Maintaining Electrical Equipment

Regulation four of the 1989 electricity at work regulations states that all electrical appliances and systems should meet all the required British standards and crucially, be maintained as such. In addition any non-electrical works should be carried out within well-defined distances of such devices and systems. As required by Health and Safety legislation, the employer is required to provide any necessary protective equipment and cater for its storage and maintenance.

A component of DPG’s obligations under the National Inspection Council for Electrical Installation Contracting (NICEIC) is to advise employers through our team of qualified electricians, how they can meet these legal obligations. However, we also advise that employers consult the relevant documents on the main health and safety Executive (HSE) website, where the address and other contact details of the nearest HSE office can be found

In addition to many industries and workplaces, the HSE and the local authority cooperate by means of a liaison committee, how this applies to a particular premises can be established with the HSE.

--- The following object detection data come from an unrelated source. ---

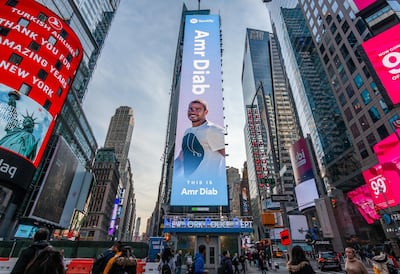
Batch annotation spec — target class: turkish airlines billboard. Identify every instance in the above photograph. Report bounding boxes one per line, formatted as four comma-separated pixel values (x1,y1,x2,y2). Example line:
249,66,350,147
0,0,83,187
170,15,228,206
362,24,400,105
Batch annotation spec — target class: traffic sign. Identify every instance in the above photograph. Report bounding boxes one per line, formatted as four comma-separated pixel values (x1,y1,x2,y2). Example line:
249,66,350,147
271,194,294,202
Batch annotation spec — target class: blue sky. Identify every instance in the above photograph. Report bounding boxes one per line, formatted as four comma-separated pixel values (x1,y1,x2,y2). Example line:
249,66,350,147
83,0,270,232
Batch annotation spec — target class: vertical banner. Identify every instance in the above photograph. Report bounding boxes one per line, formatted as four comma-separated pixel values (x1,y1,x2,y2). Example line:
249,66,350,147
171,15,228,206
0,0,83,188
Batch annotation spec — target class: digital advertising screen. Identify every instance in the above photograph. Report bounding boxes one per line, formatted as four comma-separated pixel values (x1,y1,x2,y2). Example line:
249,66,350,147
170,15,228,206
0,0,83,187
362,24,400,105
289,138,314,184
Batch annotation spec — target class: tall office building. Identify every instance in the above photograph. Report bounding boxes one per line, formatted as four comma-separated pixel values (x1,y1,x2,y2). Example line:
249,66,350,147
104,106,136,241
0,0,120,237
150,6,252,271
242,29,300,239
267,0,399,253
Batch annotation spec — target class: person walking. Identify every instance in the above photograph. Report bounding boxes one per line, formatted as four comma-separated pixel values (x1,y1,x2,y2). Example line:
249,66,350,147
10,228,50,274
344,247,368,274
194,245,208,274
232,253,240,274
221,250,233,274
175,250,183,274
158,247,175,274
287,245,315,274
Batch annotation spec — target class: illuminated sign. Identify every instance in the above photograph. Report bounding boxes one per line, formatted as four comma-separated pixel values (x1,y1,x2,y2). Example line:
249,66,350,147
170,15,228,206
362,24,400,104
353,0,376,10
289,138,314,184
0,0,83,186
164,217,253,233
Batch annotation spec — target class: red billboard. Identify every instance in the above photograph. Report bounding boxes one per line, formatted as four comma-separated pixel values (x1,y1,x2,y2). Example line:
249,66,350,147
353,0,376,10
0,0,83,186
362,24,400,104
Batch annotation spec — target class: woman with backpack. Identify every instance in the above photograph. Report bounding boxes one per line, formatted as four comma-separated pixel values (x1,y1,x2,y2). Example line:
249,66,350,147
158,247,175,274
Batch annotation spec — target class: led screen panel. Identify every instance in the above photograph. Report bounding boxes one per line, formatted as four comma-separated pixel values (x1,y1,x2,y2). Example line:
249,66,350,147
294,179,319,211
0,0,83,184
353,0,376,10
362,24,400,104
289,138,314,184
170,15,228,206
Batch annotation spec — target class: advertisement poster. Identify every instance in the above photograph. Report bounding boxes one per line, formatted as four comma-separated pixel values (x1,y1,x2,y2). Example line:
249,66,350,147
171,15,228,206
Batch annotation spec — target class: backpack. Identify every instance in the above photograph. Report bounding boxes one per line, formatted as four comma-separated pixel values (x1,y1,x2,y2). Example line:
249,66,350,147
92,250,114,274
161,262,172,274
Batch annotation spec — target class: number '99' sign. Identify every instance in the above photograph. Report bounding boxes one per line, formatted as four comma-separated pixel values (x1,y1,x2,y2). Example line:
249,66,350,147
370,177,386,196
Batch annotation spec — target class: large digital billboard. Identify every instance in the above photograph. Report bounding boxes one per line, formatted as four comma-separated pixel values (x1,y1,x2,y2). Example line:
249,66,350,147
0,0,83,187
170,15,228,206
289,138,314,184
362,24,400,104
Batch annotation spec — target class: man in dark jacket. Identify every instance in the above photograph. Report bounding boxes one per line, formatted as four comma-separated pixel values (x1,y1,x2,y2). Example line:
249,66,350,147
10,228,50,274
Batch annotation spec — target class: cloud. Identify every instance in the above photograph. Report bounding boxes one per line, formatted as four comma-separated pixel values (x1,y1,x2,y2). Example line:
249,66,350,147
83,0,268,235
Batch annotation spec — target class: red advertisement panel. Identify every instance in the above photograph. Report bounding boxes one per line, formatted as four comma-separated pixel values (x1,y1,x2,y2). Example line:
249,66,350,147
0,0,83,184
289,138,314,184
362,24,400,104
353,0,376,10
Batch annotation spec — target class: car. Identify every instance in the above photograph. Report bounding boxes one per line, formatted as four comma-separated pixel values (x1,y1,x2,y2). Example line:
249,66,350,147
318,251,342,271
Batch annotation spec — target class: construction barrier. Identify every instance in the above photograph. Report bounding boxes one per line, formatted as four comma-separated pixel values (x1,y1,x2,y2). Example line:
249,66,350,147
0,257,18,274
67,259,94,274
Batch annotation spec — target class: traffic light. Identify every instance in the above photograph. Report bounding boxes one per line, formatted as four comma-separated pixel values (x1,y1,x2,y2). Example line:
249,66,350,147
331,198,337,208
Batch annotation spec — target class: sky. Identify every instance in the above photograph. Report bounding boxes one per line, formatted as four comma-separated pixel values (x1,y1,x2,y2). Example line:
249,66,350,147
83,0,270,233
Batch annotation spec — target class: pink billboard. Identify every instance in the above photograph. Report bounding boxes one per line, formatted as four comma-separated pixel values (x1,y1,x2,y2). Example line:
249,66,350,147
347,185,379,224
353,0,376,10
362,24,400,104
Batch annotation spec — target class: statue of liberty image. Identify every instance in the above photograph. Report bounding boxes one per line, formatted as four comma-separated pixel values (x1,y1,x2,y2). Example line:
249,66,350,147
0,91,39,161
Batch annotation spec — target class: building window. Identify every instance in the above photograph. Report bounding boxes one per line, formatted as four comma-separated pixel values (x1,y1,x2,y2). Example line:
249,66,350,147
368,107,381,123
342,21,350,34
353,99,362,113
357,141,369,159
367,133,376,149
361,89,371,105
346,85,354,99
8,53,22,66
350,123,360,138
19,83,32,95
377,125,389,140
339,93,346,106
379,99,389,114
389,114,400,131
344,108,353,121
354,74,364,88
369,82,380,95
358,115,369,131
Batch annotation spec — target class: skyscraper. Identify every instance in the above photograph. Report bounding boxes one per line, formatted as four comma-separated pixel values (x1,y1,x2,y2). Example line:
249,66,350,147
242,29,300,239
104,106,136,241
0,0,120,237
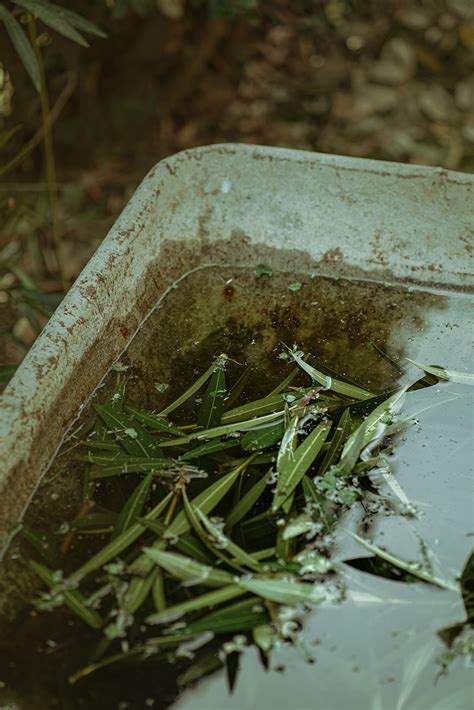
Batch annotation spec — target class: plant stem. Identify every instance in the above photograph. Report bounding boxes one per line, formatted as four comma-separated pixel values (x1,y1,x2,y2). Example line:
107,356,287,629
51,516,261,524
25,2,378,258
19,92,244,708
28,16,69,291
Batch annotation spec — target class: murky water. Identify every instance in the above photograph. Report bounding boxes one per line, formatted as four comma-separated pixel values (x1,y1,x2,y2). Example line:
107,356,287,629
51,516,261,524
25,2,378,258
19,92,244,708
0,268,473,710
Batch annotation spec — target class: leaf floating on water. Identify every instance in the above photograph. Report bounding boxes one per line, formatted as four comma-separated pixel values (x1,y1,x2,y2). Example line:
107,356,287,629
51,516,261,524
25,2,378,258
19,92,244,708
30,560,103,629
345,530,458,591
285,345,374,399
147,584,247,624
160,363,216,416
94,404,161,458
197,355,227,429
272,421,331,511
238,577,328,605
241,422,285,451
143,547,233,587
72,492,173,580
225,469,272,530
406,357,474,385
124,404,183,436
112,473,153,540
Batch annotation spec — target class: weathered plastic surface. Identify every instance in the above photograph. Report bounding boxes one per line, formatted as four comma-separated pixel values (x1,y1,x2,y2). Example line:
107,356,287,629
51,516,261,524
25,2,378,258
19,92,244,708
0,145,474,710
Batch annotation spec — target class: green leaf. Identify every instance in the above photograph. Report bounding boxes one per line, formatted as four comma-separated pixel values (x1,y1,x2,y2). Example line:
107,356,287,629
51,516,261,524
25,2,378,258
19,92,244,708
30,560,103,629
94,404,162,458
241,422,285,451
285,346,374,399
197,364,226,429
334,387,406,476
143,547,233,587
222,394,285,424
185,598,268,634
138,518,214,564
124,404,183,436
318,408,351,476
272,421,331,511
146,584,247,624
123,568,157,614
225,469,272,530
112,473,153,540
165,466,243,538
190,503,261,572
180,439,239,461
183,491,244,572
406,357,474,385
12,0,89,47
345,530,458,591
237,577,327,605
72,491,174,579
160,362,217,416
0,5,41,90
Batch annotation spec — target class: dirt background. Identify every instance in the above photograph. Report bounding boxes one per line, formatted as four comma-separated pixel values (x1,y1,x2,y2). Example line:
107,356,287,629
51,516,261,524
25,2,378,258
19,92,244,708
0,0,474,379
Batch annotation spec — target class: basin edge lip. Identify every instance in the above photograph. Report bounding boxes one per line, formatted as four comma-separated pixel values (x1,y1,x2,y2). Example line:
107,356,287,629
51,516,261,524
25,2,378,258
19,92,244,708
0,143,474,558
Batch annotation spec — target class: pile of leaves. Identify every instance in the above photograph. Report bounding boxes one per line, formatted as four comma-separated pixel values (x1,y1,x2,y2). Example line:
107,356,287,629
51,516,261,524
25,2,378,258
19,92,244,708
27,346,470,687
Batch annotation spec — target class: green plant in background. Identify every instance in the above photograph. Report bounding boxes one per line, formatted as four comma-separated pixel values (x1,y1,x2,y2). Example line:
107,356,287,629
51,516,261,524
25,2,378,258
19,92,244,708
0,0,105,290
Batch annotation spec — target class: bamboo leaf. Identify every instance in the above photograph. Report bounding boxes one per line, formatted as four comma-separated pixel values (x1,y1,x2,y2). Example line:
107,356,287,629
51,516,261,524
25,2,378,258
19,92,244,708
160,363,216,416
237,577,328,605
143,547,233,587
72,491,174,579
94,404,162,458
336,387,406,476
138,518,214,564
197,364,226,429
112,473,153,540
0,5,41,90
190,503,261,572
147,584,247,624
225,469,272,530
180,439,239,461
272,421,331,511
222,394,285,424
318,408,351,476
123,567,157,614
30,560,103,629
406,357,474,385
344,530,458,591
241,422,285,451
12,0,89,47
165,466,243,538
124,404,183,436
285,345,374,399
185,598,268,634
183,491,244,572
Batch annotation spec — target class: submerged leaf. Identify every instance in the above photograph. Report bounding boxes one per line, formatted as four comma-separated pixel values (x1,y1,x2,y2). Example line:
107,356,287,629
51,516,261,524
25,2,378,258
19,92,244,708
238,577,328,605
30,560,103,629
143,547,233,587
272,421,331,511
112,473,153,540
147,584,247,624
197,355,226,429
406,357,474,385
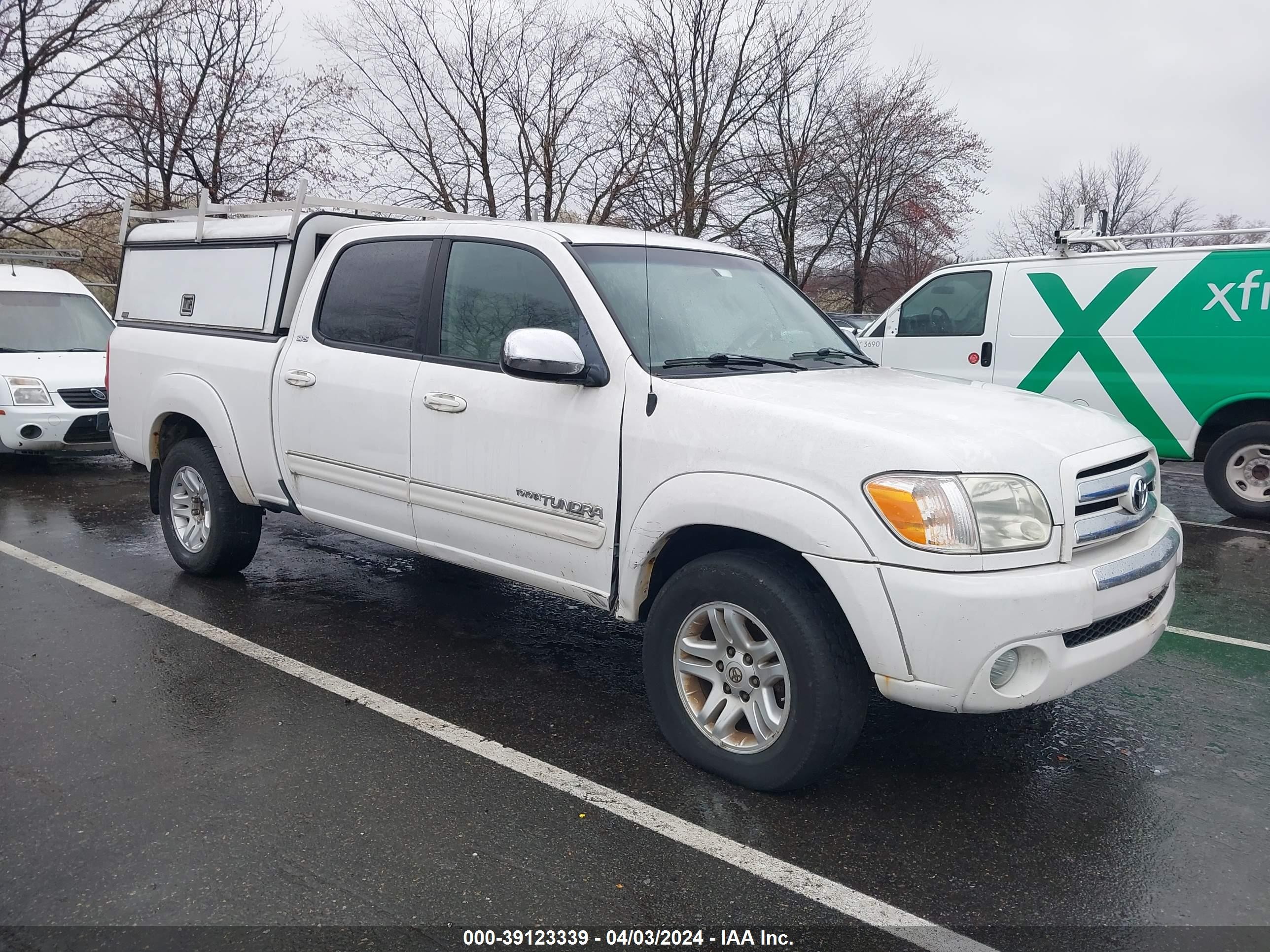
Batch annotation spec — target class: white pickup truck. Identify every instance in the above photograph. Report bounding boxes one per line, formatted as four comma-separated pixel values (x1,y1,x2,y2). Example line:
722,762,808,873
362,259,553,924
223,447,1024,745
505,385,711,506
109,199,1182,791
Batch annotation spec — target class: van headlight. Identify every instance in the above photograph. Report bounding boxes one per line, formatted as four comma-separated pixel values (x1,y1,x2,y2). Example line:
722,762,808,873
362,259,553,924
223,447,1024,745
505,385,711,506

Testing and suitability regulations. 

Every year the HSE publishes electrical accident statistics and through the various reports that quantify accidents in the workplace a clear emphasis is placed on regular testing and maintenance. A DPG electrician will also impart the value of checking electrical equipment for signs of wear and /or deterioration. We believe in preventing and predicting as much as possible, the likely occurrence of an electrical accident.

The electrical works and checks carried out by our electricians ensures that the equipment in question meets the requirements of regulation four outlined above. This is achieved by ensuring that the equipment is fit for purpose and is suitably located for the function it is designed to carry out. Such requirements are an obligation under regulations five to eleven of the 1989 Act. The key points in these regulations are:

– Regulation five states that no equipment should be connected or used in such a way that danger or accident is likely.

– Regulation six states that all equipment that is to be used in a harsh or demanding environment must be constructed and orientated such that the danger does not arise. For example, insulation cable on the shop floor of a chemical works must not react if it comes into contact with corrosive chemicals.

– Regulations seven, eight and ten refer to earthing, connectors and conduction. In short, the electricity must be conducted through the circuit and nowhere else.

In summary, a DPG electrician will be able to provide all the advice you need in meeting your obligations under the 1974 Health and safety at work act.